They tried to speak but could not, they embraced again and in an instant all the pain of loneliness and the fierce hungers of desire were scoured away like a scum of frost from a bright glass.
 At this moment also, two young men burst from the house and came running down the road to greet him. They were powerful and heavy youths, and, like their father, they recognized the boy instantly, and in a moment he was engulfed in their mighty energies, borne up among them to the house. As they ate breakfast, he told them of his circus wanderings and they told him what had befallen them. And they understood all that he wanted to say but could not speak, and they surrounded him with love and lavish heapings of his plate.
 Such were the twin images of the circus and his father's land which now, as he stood there looking at the circus, fused instantly to a living whole and came to him in a blaze of light. And in this way, before he had ever seen or set his foot upon it, he came for the first time to his father's earth.
 Thus, day by day, in the taut and tangled web of this boy's life, the two hemispheres that touched but never joined, contended, separated, recombined, and wove again. First came the old dark memory of time haunted man and the lost voices in the hills a hundred years ago, the world-lost and hill-haunted sorrow of the time-triumphant Joyners.
 Then his spirit flamed beyond the hills, beyond lost time and sorrow, to his father and his father's earth; and when he thought of him his heart grew warm, the hot blood thudded in his veins, he leapt all barriers of the here and now, and northward, gleaming brightly there beyond the hills, he saw a vision of the golden future in new lands.
 
 
 
 

4
 
 
 
 

The Golden City

ALWAYS AND FOREVER WHEN THE BOY THOUGHT OF HIS FATHER, AND OF the proud, the cold, the secret North, he thought, too, of the city.
 His father had not come from there, yet strangely, through some subtle chemistry of his imagination, some magic of his boy's mind and heart, he connected his father's life and figure with the bright and shining city of the North.
 In his child's picture of the world, there were no waste or barren places: there was only the rich tapestry of an immense and limitlessly fertile domain forever lyrical as April, and forever ready for the harvest, touched with the sorcery of a magic green, bathed forever in a full-hued golden light.
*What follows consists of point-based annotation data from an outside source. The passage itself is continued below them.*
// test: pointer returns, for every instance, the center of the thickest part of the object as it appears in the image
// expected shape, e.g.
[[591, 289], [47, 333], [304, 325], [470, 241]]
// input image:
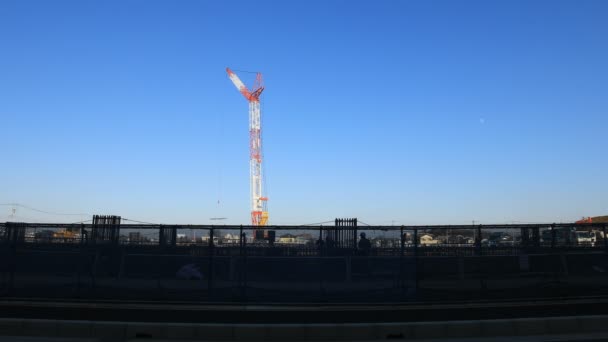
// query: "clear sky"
[[395, 112]]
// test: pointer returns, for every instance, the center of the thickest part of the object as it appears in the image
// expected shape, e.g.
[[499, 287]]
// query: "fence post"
[[553, 233], [210, 268], [416, 259], [478, 240], [82, 233], [401, 271], [605, 240]]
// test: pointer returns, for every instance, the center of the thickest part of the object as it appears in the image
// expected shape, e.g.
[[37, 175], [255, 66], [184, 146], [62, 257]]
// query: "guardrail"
[[302, 264]]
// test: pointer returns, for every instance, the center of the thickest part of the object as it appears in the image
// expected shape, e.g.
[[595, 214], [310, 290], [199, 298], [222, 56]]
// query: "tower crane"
[[259, 211]]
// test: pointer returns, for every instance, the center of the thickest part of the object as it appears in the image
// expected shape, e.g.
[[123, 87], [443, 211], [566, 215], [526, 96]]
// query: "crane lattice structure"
[[259, 211]]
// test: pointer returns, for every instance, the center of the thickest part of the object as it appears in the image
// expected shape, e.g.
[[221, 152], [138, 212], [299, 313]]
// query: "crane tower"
[[259, 211]]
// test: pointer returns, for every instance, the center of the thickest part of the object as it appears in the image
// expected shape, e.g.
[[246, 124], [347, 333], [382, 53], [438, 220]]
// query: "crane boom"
[[259, 211]]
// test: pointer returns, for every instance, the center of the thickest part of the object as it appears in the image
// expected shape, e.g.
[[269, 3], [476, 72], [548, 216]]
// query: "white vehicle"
[[585, 239]]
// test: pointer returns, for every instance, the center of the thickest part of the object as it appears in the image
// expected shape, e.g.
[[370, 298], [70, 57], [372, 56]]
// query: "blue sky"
[[404, 112]]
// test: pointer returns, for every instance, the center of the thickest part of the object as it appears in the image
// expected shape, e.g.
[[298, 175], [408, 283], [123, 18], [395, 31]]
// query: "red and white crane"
[[259, 211]]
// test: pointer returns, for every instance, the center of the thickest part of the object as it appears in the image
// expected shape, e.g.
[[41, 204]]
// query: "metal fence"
[[206, 263]]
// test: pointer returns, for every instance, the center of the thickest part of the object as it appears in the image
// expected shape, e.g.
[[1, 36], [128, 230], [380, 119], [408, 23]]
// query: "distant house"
[[287, 239], [427, 239]]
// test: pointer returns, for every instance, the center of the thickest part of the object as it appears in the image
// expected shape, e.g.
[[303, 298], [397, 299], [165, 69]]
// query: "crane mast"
[[259, 211]]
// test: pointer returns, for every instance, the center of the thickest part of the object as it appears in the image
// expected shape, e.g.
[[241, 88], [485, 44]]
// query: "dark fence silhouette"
[[205, 263]]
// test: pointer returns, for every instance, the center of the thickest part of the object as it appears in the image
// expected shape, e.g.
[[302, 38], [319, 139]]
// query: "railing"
[[224, 263]]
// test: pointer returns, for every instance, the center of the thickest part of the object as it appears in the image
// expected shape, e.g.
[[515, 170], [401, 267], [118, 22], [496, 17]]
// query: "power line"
[[40, 210]]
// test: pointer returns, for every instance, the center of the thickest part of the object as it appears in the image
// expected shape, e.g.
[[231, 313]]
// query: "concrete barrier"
[[305, 332]]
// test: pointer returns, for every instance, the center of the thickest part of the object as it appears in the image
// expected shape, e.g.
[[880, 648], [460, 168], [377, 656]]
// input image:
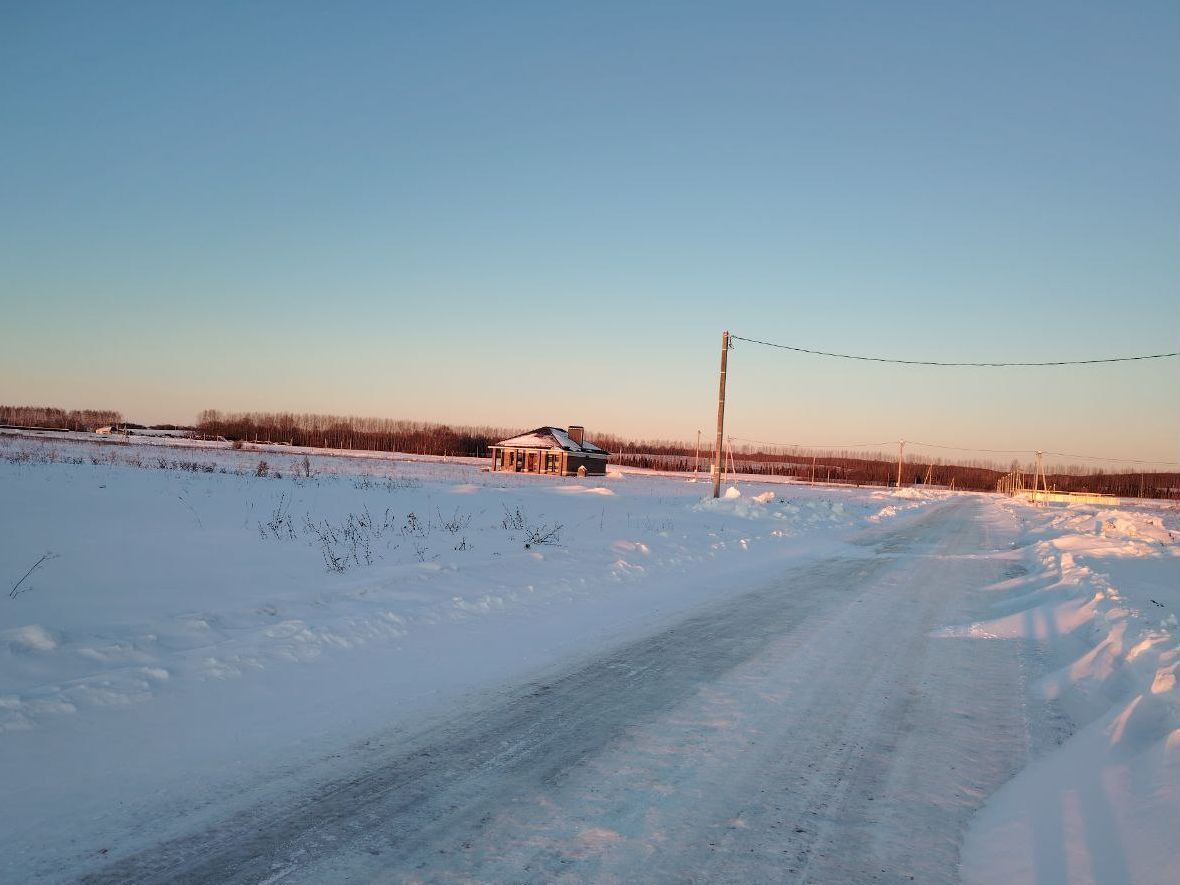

And at the end, forever at the end of all the fabled earth, there hung the golden vision of the city, itself more fertile, richer, more full of joy and bounty than the earth it rested on. Far-off and shining, it rose upward in his vision from an opalescent mist, upborne and sustained as lightly as a cloud, yet firm and soaring with full golden light. It was a vision simple, unperplexed, carved from deep substances of light and shade, and exultant with its prophecy of glory, love, and triumph.
 He heard, far off, the deep and beelike murmur of its million-footed life, and all the mystery of the earth and time was in that sound. He saw its thousand streets peopled with a flashing, beautiful, infinitely varied life. The city flashed before him like a glorious jewel, blazing with countless rich and brilliant facets of a life so good, so bountiful, so strangely and constantly beautiful and interesting, that it seemed intolerable that he should miss a moment of it. He saw the streets swarming with the figures of great men and glorious women, and he walked among them like a conqueror, winning fiercely and exultantly by his talent, courage, and merit the greatest tributes that the city had to offer, the highest prize of power, wealth, and fame, and the great emolument of love. There would be villainy and knavery as black and sinister as hell, but he would smash it with a blow, and drive it cringing to its hole. There would be heroic men and lovely women, and he would win and take a place among the highest and most fortunate people on the earth.
 Thus, in a vision hued with all the strange and magic colors of his adolescence, the boy walked the streets of his great legendary city.
 Sometimes he sat among the masters of the earth in rooms of manlike opulence: dark wood, heavy leathers of solid, lavish brown, were all around him. Again he walked in great chambers of the night, rich with the warmth of marble and the majesty of great stairs, sustained on swell ing columns of a rich-toned onyx, soft and deep with crimson carpets in which the foot sank down with noiseless tread. And through this room, filled with a warm and undulant music, the deep and mellow thrum of violins, there walked a hundred beautiful women, and all were his, if he would have them. And the loveliest of them all was his.
 Long of limb and slender, yet lavish and deep of figure, they walked with proud, straight looks on their fragile and empty faces, holding their gleaming shoulders superbly, and their clear, depthless eyes alive with love and tenderness. A firm and golden light fell over them, and over all his love.
 He also walked in steep and canyoned streets, blue and cool with a frontal steepness of money and great business, brown and rich some how with the sultry and exultant smell of coffee, the good green smell of money, and the fresh, half-rotten odor of the harbor with its tide of ships.